Plusieurs avaient déjà le pied dans l’étrier, et, pensant qu’Elliot cherchait des armes, chose difficile à trouver dans ce désordre, le vallon retentit de l’approbation bruyante de ses amis.

– À la bonne heure, Hobbie, dit Simon d’Hackburn ; je vous reconnais. Que les femmes pleurent et gémissent, rien de mieux, mais les hommes doivent rendre aux autres ce qu’on leur a fait ; c’est la sainte Écriture qui l’a dit.

– Taisez-vous, dit un vieillard d’un air sévère ; n’abusez pas de la parole de Dieu ; vous ne connaissez pas la chose dont vous parlez.

– Avez-vous quelques nouvelles, Hobbie ? êtes-vous sur la voie ? Mes braves, ne nous pressons pas trop, dit le vieux Dick de Dingle.

– Que signifie de venir nous prêcher maintenant ? répliqua Simon à celui qui l’avait gourmandé. Si vous ne savez pas vous défendre, laissez faire ceux qui le peuvent. Puis s’adressant au vieux Dick : – Est-ce que vous croyez que nous ne connaissons pas la route d’Angleterre aussi bien que la connaissaient nos pères ! N’est-ce pas de là que nous viennent tous les maux ? C’est l’ancien proverbe, et il dit vrai : Allons en Angleterre, comme si le diable nous poussait vers le sud.

– Nous suivrons la trace des chevaux d’Earnscliff, dit un Elliot.

– Je la reconnaîtrais dans la lande la plus obscure du Border, quand on y aurait tenu foire la veille, ajouta Hugh, le maréchal ferrant de Ringleburn, car c’est toujours moi qui chausse son cheval.

– Lâchez les limiers, dit un autre ; où sont-ils ?

– Oui, oui, la terre est sèche : la piste ne ment jamais !

Hobbie siffla ses chiens, qui erraient en hurlant autour des cendres de la ferme. – Allons, Killbuck, dit-il, prouve-nous ton savoir-faire aujourd’hui. Ensuite, comme éclairé d’une lumière soudaine, il ajouta : – Mais le sorcier m’a dit quelque chose de tout ceci ; il peut fort bien savoir ce qu’il en est, soit par les coquins de ce monde, soit par les diables de l’autre : il me le dira, ou je le lui ferai avouer avec mon couteau de chasse.

Hobbie donna ses instructions à ses camarades : – Que quatre d’entre vous avec Simon courent du côté de Graemes-Gap ; si les brigands sont des Anglais, ils auront pris ce chemin.

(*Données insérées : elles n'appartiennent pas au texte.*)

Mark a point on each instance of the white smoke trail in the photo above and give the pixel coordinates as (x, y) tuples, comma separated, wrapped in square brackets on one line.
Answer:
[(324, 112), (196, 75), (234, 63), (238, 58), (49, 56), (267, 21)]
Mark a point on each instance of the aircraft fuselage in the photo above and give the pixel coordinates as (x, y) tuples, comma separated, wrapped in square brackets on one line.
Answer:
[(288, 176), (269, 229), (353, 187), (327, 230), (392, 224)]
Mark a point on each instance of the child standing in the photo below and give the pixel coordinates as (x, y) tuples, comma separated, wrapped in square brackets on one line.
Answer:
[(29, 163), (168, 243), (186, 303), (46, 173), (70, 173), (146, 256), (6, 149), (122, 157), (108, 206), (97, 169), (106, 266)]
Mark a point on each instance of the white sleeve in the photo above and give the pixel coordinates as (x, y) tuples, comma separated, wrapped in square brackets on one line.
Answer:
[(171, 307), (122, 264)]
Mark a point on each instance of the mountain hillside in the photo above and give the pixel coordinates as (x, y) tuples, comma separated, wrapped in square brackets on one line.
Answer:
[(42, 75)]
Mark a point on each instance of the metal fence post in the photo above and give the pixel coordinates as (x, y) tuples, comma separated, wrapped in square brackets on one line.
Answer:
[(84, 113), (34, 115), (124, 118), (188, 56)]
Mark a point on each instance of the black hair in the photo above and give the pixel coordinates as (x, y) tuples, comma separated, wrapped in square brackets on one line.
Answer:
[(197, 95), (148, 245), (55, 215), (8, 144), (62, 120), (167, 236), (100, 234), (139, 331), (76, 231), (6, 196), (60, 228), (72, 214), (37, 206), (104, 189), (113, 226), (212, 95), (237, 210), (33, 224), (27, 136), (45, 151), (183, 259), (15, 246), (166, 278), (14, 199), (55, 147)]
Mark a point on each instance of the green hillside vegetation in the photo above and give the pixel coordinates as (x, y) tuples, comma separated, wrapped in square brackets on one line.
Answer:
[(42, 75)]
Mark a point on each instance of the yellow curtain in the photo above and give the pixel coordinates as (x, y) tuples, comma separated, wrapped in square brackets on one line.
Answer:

Que les autres se dispersent deux par deux ou trois par trois dans les bruyères, et qu’ils m’attendent au Trysting-Pool[47]. Qu’on dise à mes frères, quand ils arriveront, de venir nous y joindre ; pauvres garçons ! Ils seront aussi désolés que moi ; ils ne se doutent guère dans quelle maison de deuil ils apportent notre venaison. Quant à moi, je vais au galop jusqu’à Mucklestane-Moor.

– Et si j’étais que de vous, dit alors Dick de Dingle, je parlerais au bon Elshie ; il peut tout vous dire, s’il est d’humeur à répondre.

– Il me le dira, reprit Hobbie occupé à préparer ses armes, ou je saurai pourquoi.

– Oui, mon enfant ! mais parlez-lui convenablement. Ces gens-là n’aiment pas qu’on les menace.